The 3D RoPE grid is tied to crop_size=256. Frames are resized to 256×256; the number of frames T must be a multiple of the tubelet size (2). The predictor is ported too (loads by default) — use predict_latents for masked latent prediction; only the action-conditioned V-JEPA 2-AC variant is out of scope.
I-JEPA LoRA fine-tune (batch 6, 224×224) peaks ~13 GB; V-JEPA 2 LoRA (8-frame clip) peaks ~7.6 GB. Frozen-feature probing is far lighter since there's no backprop through the encoder.

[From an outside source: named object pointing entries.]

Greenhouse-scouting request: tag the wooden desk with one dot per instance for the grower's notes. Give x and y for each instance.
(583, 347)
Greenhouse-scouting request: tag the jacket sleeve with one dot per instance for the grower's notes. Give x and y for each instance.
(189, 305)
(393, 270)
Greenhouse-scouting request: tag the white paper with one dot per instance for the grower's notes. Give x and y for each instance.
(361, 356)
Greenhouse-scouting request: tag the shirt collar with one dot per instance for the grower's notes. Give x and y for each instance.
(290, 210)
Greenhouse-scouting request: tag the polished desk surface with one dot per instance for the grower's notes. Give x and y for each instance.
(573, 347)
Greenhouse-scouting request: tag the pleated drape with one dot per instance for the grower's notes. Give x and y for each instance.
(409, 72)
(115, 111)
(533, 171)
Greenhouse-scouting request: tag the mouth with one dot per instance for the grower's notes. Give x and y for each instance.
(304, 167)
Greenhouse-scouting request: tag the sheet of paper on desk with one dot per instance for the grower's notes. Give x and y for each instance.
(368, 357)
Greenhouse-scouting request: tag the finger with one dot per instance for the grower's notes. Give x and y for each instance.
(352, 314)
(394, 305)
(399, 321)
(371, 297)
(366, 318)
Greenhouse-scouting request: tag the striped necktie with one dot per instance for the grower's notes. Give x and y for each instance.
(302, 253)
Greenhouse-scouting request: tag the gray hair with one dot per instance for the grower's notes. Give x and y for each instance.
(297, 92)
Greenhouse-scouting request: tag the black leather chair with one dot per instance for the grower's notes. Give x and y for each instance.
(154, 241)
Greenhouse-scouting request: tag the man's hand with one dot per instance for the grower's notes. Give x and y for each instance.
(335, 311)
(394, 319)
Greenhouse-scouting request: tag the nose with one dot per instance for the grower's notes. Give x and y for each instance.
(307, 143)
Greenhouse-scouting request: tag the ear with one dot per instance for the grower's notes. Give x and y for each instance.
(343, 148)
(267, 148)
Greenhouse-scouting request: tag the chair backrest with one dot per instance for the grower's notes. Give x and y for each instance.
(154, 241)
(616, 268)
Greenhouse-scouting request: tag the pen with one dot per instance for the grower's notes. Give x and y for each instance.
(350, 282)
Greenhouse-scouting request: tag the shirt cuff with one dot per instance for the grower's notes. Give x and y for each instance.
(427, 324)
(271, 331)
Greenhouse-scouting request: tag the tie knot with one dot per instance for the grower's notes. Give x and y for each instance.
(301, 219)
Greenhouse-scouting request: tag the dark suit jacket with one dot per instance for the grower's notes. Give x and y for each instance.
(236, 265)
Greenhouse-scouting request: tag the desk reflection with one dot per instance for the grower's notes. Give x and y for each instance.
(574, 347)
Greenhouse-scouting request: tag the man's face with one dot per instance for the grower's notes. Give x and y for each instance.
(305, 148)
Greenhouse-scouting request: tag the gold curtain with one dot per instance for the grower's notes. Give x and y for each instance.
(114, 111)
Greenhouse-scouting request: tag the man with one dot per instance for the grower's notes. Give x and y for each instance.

Linear-probe / fine-tune accuracy on small datasets on a Mac is a capability demonstration, not a SOTA claim. For serious results, prototype here and scale the same code on a larger machine.
Attention uses MLX's fused scaled_dot_product_attention; trainers configure the wired-memory limit and overlap image/video preprocessing with GPU compute on a background thread — so the first trial is fast.